"Nos objectifs sont nos objectifs. Nous avons non pas des prévisions, mais des objectifs. Nous nous efforçons de les atteindre. Nous n’avons pas changé nos objectifs", a-t-il déclaré.
Fin juillet, lors de la présentation des résultats semestriels, le groupe avait revu à la baisse ses objectifs, indiquant qu’il tablait seulement pour 2003 sur un maintien, voire une amélioration, de sa marge opérationnelle par rapport à celle de 3,7% enregistrée au premier semestre.
Le groupe prévoyait à l’origine une marge automobile comprise entre 5,0 et 5,2% sur l’ensemble de l’exercice.
Le P-DG de PSA participait à l’inauguration de la nouvelle unité de peinture du centre de production de Mulhouse, d’une capacité moyenne de 87 véhicules/heure, dans laquelle le groupe a investi 250 millions d’euros.
Cette unité, qui augmente les capacités du site de production de la 206 et de la 307 - qui doit évoluer vers les voitures moyennes des deux marques -, est la première au monde, selon PSA, à mettre en oeuvre des apprêts colorés en poudre.
PAS DE REDRESSEMENT SPECTACULAIRE DU MARCHE
Cette technique d’application de la sous-couche qui sert d’apprêt aux laques permet de changer de teinte à chaque véhicule.
Interrogé sur les tendances du marché automobile, en baisse de 2,2% au niveau européen et de 8% pour la France au cours des huit premiers mois de l’année, Jean-Martin Folz a confirmé que rien ne laissait entrevoir un redressement spectaculaire.
"En France, en septembre, je ne vois clairement pas de signe de redressement spectaculaire. En Europe, nous sommes tributaires du marché britannique", a-t-il dit, expliquant que septembre était l’un des deux mois de l’année pour les changements d’immatriculation outre-Manche.
"Cette vision claire du marché britannique, nous ne l’aurons que dans les derniers jours (du mois)", a-t-il ajouté, précisant qu’il n’y avait "pas de signe d’une reprise significative du marché européen". "Nous devrions rester sur un marché relativement déprimé" a-t-il souligné.

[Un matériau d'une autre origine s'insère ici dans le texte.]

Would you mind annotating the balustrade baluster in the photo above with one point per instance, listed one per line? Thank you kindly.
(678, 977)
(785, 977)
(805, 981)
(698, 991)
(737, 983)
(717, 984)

Il a rappelé que les résultats de PSA étaient tributaires du niveau -actuellement élevé - de l’euro.
Il a en revanche refusé de s’étendre sur l’évolution des prix qui pourrait découler de l’entrée en vigueur, le 1er octobre, de la nouvelle réglementation européenne sur le statut des concessionnaires qui pourront vendre plusieurs marques.
Soulignant que l’argument souvent avancé pour modifier la réglementation tenait à la disparité des prix hors taxe d’un pays européen à l’autre, il a affirmé que celle-ci n’était destinée qu’à compenser les différences de fiscalité et s’est prononcé pour une harmonisation à l’échelle européenne.
"L’industrie automobile attend avec confiance et une impatience croissante que les autorités européennes veuillent bien créer un marché automobile commun", a-t-il dit.